The Hacks of Life

Tuesday, October 10, 2006

OpenGL Fogging Artifacts

Here's a video of a very very low visibility approach in X-Plane. Note how the "fog" (that is, the mixing of the runway and ground to gray) pulses in and out as we fly, and they don't do it at the same time. What's going on here?

What you're seeing is a defect in the fixed-function pipeline. The problem is two-fold:

OpenGL implementations are allowed to calculate fog colors at vertices and do a simple interpolation between the vertices.
The vertices that we interpolate between are not necessarily the corners of your triangle; they could be the vertices that OpenGL adds when it clips your triangle to the view frustum.

So we have two sets of artifacts at once. First consider the case of the ground and runways. Since the fogging "interval" (the distance between fog = 0% and fog = 100%) is quite small here, the same amount of fog is spread along the entirity of a runway triangle (about 50 meters deep) and a ground mesh triangle (at least 90 meters deep, but possibly up to 1 km deep).
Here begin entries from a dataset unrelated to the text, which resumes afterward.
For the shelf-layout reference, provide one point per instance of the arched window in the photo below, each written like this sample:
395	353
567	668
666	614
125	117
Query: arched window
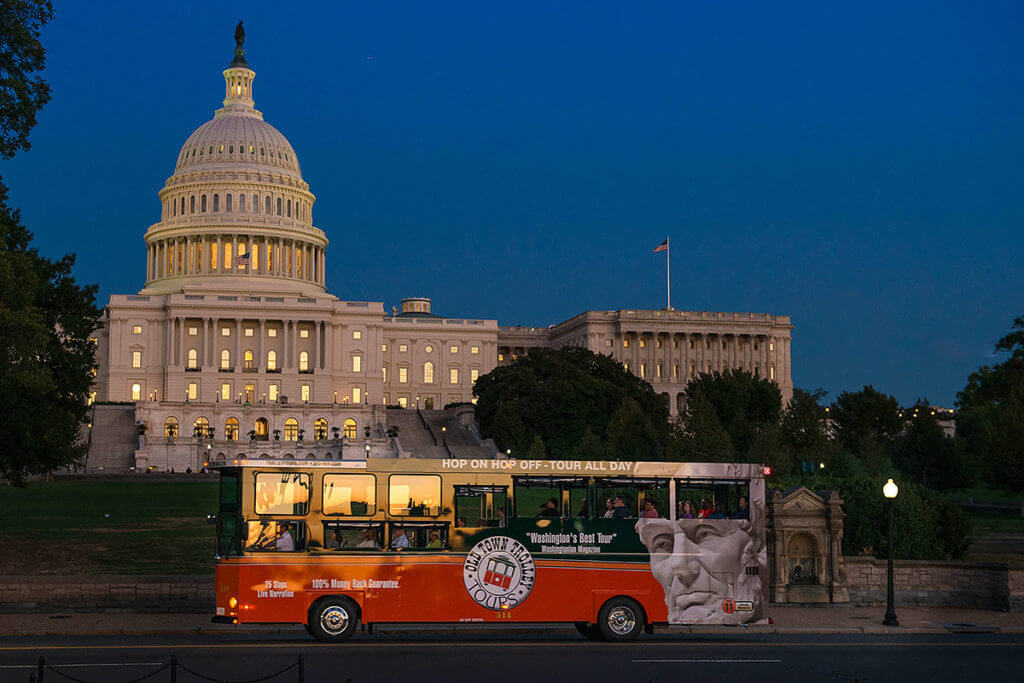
291	429
262	429
320	429
231	429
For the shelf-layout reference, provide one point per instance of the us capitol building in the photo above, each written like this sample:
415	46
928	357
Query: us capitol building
235	346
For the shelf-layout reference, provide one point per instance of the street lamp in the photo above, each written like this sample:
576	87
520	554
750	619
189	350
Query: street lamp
890	491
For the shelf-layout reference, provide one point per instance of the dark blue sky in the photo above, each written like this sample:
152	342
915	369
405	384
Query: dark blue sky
857	168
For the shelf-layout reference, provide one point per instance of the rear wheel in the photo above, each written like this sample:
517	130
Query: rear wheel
333	620
620	620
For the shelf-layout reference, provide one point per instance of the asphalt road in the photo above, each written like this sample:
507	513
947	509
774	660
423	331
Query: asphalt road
984	657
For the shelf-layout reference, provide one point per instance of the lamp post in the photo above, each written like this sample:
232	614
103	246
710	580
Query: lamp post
890	491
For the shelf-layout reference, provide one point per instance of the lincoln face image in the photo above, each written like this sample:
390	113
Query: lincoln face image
700	562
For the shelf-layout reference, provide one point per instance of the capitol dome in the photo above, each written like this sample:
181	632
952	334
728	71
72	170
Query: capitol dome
236	213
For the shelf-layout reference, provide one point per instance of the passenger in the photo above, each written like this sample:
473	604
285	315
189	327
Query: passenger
620	510
286	543
549	508
369	539
400	539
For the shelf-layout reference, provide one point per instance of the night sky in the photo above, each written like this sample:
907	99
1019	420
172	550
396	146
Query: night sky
857	168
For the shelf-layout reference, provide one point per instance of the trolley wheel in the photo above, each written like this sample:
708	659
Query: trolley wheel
334	619
621	620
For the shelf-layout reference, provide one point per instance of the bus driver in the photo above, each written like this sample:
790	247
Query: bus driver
699	563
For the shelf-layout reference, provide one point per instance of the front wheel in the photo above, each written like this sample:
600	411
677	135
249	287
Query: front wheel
334	620
621	620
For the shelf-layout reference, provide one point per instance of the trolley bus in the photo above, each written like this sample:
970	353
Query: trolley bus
603	545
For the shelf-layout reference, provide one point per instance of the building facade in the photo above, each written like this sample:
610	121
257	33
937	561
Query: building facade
235	340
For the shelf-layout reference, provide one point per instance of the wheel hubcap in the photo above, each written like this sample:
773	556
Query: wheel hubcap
334	620
622	621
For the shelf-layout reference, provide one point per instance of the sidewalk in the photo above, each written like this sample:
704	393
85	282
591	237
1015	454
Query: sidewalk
787	620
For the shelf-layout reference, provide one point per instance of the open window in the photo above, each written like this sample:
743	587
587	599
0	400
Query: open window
639	497
353	536
480	505
274	536
404	536
550	497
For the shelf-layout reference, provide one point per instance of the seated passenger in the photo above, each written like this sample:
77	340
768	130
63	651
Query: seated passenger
400	540
285	541
369	539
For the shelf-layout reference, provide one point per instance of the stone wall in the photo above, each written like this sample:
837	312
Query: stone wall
935	583
61	594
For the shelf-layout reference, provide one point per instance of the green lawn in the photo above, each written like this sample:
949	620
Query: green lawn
100	526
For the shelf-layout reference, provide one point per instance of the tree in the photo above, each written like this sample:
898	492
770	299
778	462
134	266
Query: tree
558	394
990	414
865	421
747	408
46	356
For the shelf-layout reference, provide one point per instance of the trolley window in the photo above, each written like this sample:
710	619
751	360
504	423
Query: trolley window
283	493
353	495
415	495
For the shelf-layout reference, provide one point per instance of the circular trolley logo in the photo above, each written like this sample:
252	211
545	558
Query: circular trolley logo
499	572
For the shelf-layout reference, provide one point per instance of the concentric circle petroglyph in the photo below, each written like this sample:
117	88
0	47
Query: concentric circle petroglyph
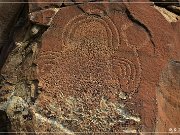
88	57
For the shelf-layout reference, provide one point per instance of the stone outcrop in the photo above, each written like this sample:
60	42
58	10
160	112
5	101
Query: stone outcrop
92	67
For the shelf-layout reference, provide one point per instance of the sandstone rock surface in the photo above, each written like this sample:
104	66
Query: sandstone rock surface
93	67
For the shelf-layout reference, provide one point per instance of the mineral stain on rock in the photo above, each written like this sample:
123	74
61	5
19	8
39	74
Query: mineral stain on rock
84	68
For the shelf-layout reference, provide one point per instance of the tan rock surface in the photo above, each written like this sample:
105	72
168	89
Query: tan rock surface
93	67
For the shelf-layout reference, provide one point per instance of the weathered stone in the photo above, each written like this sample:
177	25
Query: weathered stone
9	13
168	99
36	5
97	51
95	69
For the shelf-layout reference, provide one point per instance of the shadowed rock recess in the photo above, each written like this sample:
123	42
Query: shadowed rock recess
81	67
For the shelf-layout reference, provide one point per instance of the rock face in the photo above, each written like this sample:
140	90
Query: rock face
92	67
168	99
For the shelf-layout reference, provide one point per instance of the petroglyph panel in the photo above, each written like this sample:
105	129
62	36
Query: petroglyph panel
88	59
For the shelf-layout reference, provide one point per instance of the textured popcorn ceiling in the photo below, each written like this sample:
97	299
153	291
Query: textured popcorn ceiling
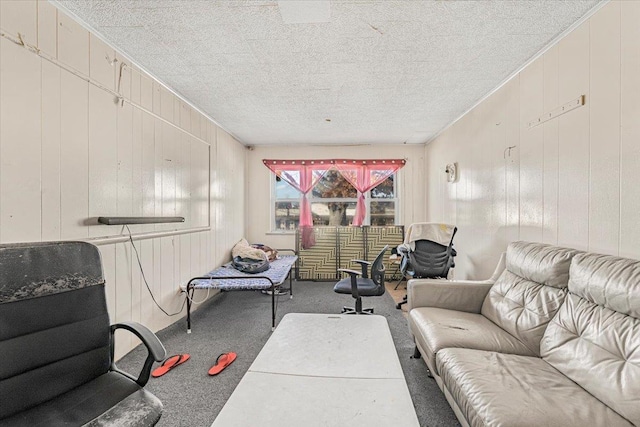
382	71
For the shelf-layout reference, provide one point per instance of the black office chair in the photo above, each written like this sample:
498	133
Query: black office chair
429	260
363	286
57	345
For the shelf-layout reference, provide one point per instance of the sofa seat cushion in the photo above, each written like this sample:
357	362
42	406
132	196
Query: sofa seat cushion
125	404
494	389
436	328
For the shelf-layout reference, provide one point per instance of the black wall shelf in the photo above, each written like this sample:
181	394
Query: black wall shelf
127	220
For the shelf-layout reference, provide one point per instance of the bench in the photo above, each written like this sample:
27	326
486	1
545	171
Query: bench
227	278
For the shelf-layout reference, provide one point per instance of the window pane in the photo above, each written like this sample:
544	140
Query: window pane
333	213
285	191
384	190
382	213
332	186
287	215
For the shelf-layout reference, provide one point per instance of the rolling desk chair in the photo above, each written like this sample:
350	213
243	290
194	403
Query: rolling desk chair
427	252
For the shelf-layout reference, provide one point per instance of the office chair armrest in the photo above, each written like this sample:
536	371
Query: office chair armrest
459	295
354	281
364	264
155	350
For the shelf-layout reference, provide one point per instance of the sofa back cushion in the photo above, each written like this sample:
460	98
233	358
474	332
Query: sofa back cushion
595	337
530	290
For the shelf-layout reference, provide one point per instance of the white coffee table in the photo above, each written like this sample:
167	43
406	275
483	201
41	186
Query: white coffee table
323	370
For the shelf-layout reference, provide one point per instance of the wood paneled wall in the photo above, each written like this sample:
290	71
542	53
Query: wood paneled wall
85	133
571	181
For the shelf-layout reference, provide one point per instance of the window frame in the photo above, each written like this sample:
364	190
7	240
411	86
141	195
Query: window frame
367	199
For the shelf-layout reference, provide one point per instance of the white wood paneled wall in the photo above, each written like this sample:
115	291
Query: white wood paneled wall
411	183
70	151
571	181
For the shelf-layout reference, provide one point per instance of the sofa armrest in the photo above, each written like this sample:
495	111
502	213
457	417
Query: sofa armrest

That means that we go from visible to fog much faster over the runway than over the ground.

As we fly, the actual size of the mesh triangles is changing, as part of each mesh triangle scrolls off screen. This in turn affects the gradient of how fast we fog and what the corner fog colors are.

The results are, well, that video: fog doens't match between the runways and the ground, and the particular strange results vary as we fly.

The solution is, like all things in life, to replace the fixed-function pipeline with a pixel shader. The pixel shader can then use a per-fragment value (like the depth value) to fog. This is more expensive (well, probably not really...we have the depth value around and it's the same number of DSP ops) but will produce consistent fog across the entire area.

Monday, October 09, 2006

VBOs, PBOs and FBOs

(The great is the enemy of the good - in preparing my 10-part series on why iostreams totally suck, I've been putting off blogging anything else.)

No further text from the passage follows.